DEV
Agent DEV-RAG
Design and implementation of RAG (Retrieval-Augmented Generation) systems.
Request context
<arguments>
Objective
Design and implement a complete RAG pipeline: ingestion, embedding, vector storage, retrieval and augmented generation with quality evaluation.
Workflow
- Define the chunking strategy (fixed size, semantic, sentence, recursive) with overlap
- Choose the embedding model (text-embedding-3-small/large, voyage-2, e5)
- Configure the vector database (Pinecone, Weaviate, Chroma, pgvector, Qdrant)

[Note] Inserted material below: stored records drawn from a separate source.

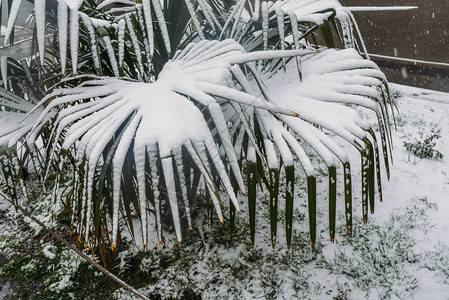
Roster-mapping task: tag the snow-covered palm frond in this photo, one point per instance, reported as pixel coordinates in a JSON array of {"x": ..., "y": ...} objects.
[{"x": 152, "y": 118}]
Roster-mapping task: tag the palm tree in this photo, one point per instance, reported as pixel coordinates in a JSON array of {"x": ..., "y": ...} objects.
[{"x": 149, "y": 103}]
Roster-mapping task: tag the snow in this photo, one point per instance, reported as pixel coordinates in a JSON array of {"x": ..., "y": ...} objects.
[
  {"x": 161, "y": 21},
  {"x": 14, "y": 11},
  {"x": 74, "y": 28},
  {"x": 111, "y": 55},
  {"x": 62, "y": 32},
  {"x": 39, "y": 9}
]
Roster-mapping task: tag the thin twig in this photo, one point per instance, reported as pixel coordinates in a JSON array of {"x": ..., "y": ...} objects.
[{"x": 87, "y": 258}]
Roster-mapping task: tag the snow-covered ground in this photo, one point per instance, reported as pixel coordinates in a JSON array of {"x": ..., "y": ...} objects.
[{"x": 401, "y": 253}]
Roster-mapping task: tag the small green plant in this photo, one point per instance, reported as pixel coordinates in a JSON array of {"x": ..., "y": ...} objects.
[{"x": 425, "y": 147}]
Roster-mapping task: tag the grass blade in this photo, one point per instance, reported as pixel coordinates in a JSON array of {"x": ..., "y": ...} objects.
[{"x": 289, "y": 195}]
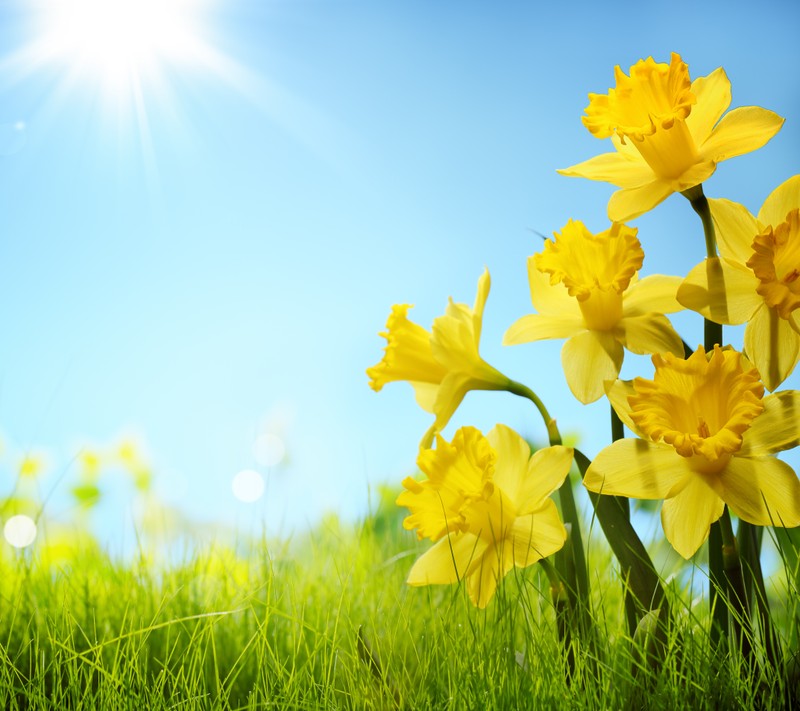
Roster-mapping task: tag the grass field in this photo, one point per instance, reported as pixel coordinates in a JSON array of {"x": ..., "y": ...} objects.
[{"x": 326, "y": 621}]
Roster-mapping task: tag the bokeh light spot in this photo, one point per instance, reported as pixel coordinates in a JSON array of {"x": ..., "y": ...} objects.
[
  {"x": 20, "y": 531},
  {"x": 269, "y": 450},
  {"x": 248, "y": 486}
]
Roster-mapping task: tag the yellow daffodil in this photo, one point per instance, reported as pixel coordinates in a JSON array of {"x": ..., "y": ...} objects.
[
  {"x": 585, "y": 288},
  {"x": 707, "y": 439},
  {"x": 669, "y": 133},
  {"x": 487, "y": 504},
  {"x": 756, "y": 279},
  {"x": 442, "y": 365}
]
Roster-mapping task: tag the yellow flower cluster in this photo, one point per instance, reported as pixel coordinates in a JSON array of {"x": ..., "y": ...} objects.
[{"x": 706, "y": 431}]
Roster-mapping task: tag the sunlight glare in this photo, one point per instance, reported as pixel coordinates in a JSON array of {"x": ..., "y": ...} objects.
[
  {"x": 119, "y": 39},
  {"x": 269, "y": 450},
  {"x": 248, "y": 486},
  {"x": 20, "y": 531}
]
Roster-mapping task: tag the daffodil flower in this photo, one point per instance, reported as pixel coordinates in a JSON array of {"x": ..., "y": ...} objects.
[
  {"x": 756, "y": 279},
  {"x": 707, "y": 439},
  {"x": 442, "y": 365},
  {"x": 487, "y": 504},
  {"x": 669, "y": 133},
  {"x": 585, "y": 288}
]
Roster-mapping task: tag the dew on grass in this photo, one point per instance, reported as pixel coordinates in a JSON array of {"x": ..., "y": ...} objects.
[
  {"x": 20, "y": 531},
  {"x": 269, "y": 450},
  {"x": 12, "y": 137},
  {"x": 248, "y": 486}
]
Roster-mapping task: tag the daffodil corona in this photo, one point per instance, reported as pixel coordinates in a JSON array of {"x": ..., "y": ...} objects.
[
  {"x": 442, "y": 365},
  {"x": 585, "y": 288},
  {"x": 707, "y": 439},
  {"x": 486, "y": 503},
  {"x": 756, "y": 279},
  {"x": 669, "y": 133}
]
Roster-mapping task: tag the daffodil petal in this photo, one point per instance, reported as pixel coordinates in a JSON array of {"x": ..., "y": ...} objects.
[
  {"x": 772, "y": 345},
  {"x": 535, "y": 327},
  {"x": 447, "y": 561},
  {"x": 550, "y": 299},
  {"x": 721, "y": 290},
  {"x": 655, "y": 293},
  {"x": 735, "y": 229},
  {"x": 484, "y": 284},
  {"x": 763, "y": 490},
  {"x": 629, "y": 203},
  {"x": 546, "y": 471},
  {"x": 589, "y": 359},
  {"x": 740, "y": 131},
  {"x": 617, "y": 394},
  {"x": 649, "y": 333},
  {"x": 450, "y": 394},
  {"x": 512, "y": 456},
  {"x": 452, "y": 340},
  {"x": 687, "y": 516},
  {"x": 624, "y": 170},
  {"x": 425, "y": 394},
  {"x": 637, "y": 469},
  {"x": 713, "y": 94},
  {"x": 538, "y": 535},
  {"x": 783, "y": 199},
  {"x": 777, "y": 428}
]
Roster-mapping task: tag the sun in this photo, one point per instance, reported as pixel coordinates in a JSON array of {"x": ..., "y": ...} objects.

- Implement retrieval (similarity, MMR, hybrid, reranking)
- Build the prompt template with context and anti-hallucination guards
- Evaluate with metrics: retrieval precision (>80%), recall (>70%), faithfulness (>90%), latency (<3s)
- Optimize with query expansion or HyDE if necessary
Expected output
RAG architecture with justified technical stack, configuration (chunk size, overlap, top-K, threshold), vector database schema, documented pipeline and evaluation results.
Related agents
| Agent | Usage |
|---|---|
/dev:dev-prompt-engineering | Optimize prompts |
/dev:dev-api | RAG endpoints |
/ops:ops-database | DB configuration |
/qa:qa-perf | System performance |
IMPORTANT: Always evaluate retrieval quality before tuning generation.
IMPORTANT: Chunking is crucial - test multiple strategies.
YOU MUST implement guards against hallucinations.
NEVER ignore faithfulness metrics.
Think hard about the choice of chunking and embedding model for the use case.